A jar filled with a viscous, honey-like substance contains “fermented tea, sugar, dried shrimp, and clay” from the swampy remnants of this lost fishing village, swept away more than a century ago by a hurricane. Nearby, Lin presents ceramic frogs fired from this muck—a tribute to a community she imagines as “a multi-racial space across time, where Filipino and African enslaved and indentured workers escaped and were later joined by nineteenth-century Chinese and Indian indentured laborers fleeing debt-peonage conditions.” Another display features a container of kudzu root and bioplastics made from its starches. Traditionally used in Chinese medicine, kudzu was introduced to the United States in the decade after the Civil War, when it was championed as a remedy to the soil depletion wreaked by plantation agriculture. The plant’s westward migration, Lin notes, parallels that of Chinese laborers, who were “brought to the US as a transition from and ‘solution’ to slave labor.

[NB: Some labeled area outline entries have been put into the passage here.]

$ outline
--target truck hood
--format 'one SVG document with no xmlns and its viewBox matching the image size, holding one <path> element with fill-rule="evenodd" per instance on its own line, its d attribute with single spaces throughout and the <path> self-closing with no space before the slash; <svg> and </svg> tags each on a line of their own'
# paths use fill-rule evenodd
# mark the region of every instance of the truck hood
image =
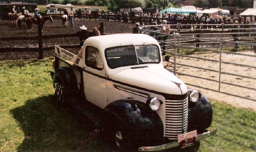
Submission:
<svg viewBox="0 0 256 152">
<path fill-rule="evenodd" d="M 188 92 L 184 82 L 162 66 L 129 68 L 111 77 L 115 80 L 163 93 L 184 95 Z"/>
</svg>

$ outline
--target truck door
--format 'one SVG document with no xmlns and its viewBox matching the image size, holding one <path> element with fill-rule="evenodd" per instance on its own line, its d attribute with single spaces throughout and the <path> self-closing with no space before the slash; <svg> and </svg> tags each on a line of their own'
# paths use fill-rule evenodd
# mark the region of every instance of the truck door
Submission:
<svg viewBox="0 0 256 152">
<path fill-rule="evenodd" d="M 87 101 L 104 108 L 107 102 L 102 58 L 100 51 L 95 47 L 87 45 L 85 51 L 83 79 L 85 97 Z"/>
</svg>

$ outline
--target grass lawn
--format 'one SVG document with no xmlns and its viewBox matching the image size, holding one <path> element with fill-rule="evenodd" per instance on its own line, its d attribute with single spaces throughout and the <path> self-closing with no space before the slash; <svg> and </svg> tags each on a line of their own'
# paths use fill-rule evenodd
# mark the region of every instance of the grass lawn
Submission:
<svg viewBox="0 0 256 152">
<path fill-rule="evenodd" d="M 51 60 L 0 62 L 0 152 L 113 151 L 74 108 L 51 103 Z M 199 151 L 256 151 L 255 112 L 212 102 L 216 135 Z"/>
</svg>

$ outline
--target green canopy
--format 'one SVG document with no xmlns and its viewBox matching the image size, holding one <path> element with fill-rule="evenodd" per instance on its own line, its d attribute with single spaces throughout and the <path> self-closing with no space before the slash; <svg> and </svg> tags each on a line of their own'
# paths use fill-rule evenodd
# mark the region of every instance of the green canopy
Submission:
<svg viewBox="0 0 256 152">
<path fill-rule="evenodd" d="M 174 7 L 170 7 L 162 10 L 160 11 L 160 13 L 162 14 L 162 13 L 164 13 L 166 11 L 167 13 L 196 13 L 196 9 L 193 8 L 174 8 Z"/>
</svg>

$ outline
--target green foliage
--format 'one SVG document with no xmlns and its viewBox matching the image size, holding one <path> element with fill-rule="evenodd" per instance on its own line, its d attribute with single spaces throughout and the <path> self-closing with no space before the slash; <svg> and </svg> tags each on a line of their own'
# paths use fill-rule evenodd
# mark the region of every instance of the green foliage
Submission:
<svg viewBox="0 0 256 152">
<path fill-rule="evenodd" d="M 241 8 L 251 8 L 252 4 L 248 1 L 246 0 L 235 0 L 234 6 Z"/>
<path fill-rule="evenodd" d="M 197 0 L 195 1 L 194 6 L 201 8 L 208 7 L 209 6 L 209 2 L 207 0 Z"/>
<path fill-rule="evenodd" d="M 208 0 L 208 2 L 209 2 L 209 7 L 217 8 L 222 6 L 220 0 Z"/>
<path fill-rule="evenodd" d="M 152 8 L 154 4 L 152 2 L 148 0 L 146 0 L 145 1 L 145 4 L 146 8 Z"/>
</svg>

Later, both the plant and the indentured workers were seen as invasive, perverse, and an unstoppable scourge.”

Precious Okoyomon, To See the Earth Before the End of the World, 2022, raw wool, yarn, dirt, blood, kudzu plants, sugarcane fields, butterflies, Moog synthesizers, electronics, percussion. Installation view, Arsenale, Venice. From “The Milk of Dreams.” Photo: Roberto Marossi.

The same invasive species runs wild in Precious Okoyomon’s Southern Gothic garden To See the Earth Before the End of the World, 2022. An elegiac coda to the exhibition inside the Arsenale, this overgrown crepuscular environment concludes a roulade of installations portending civilizational extinction, from Sandra Mujinga’s Ozymandian effigies to Robert Grosvenor’s rusted husk of a corrugated-iron shed. Here, a meandering trail is superintended by female figures made from raw wool, yarn, dirt, and blood, their morphologies calling back to Leigh’s monumental sculpture at the show’s entrance, their materials to a paradisial Earthwork by Colombian artist Delcy Morelos at its heart. But it’s the shared symbolism of the kudzu, in Lin’s altar and Okoyomon’s garden, that captures my imagination, because it suggests links between different historical origins and itineraries, and maybe even the possibility of a common human path through the weeds.

Chloe Wyma is an associate editor of Artforum.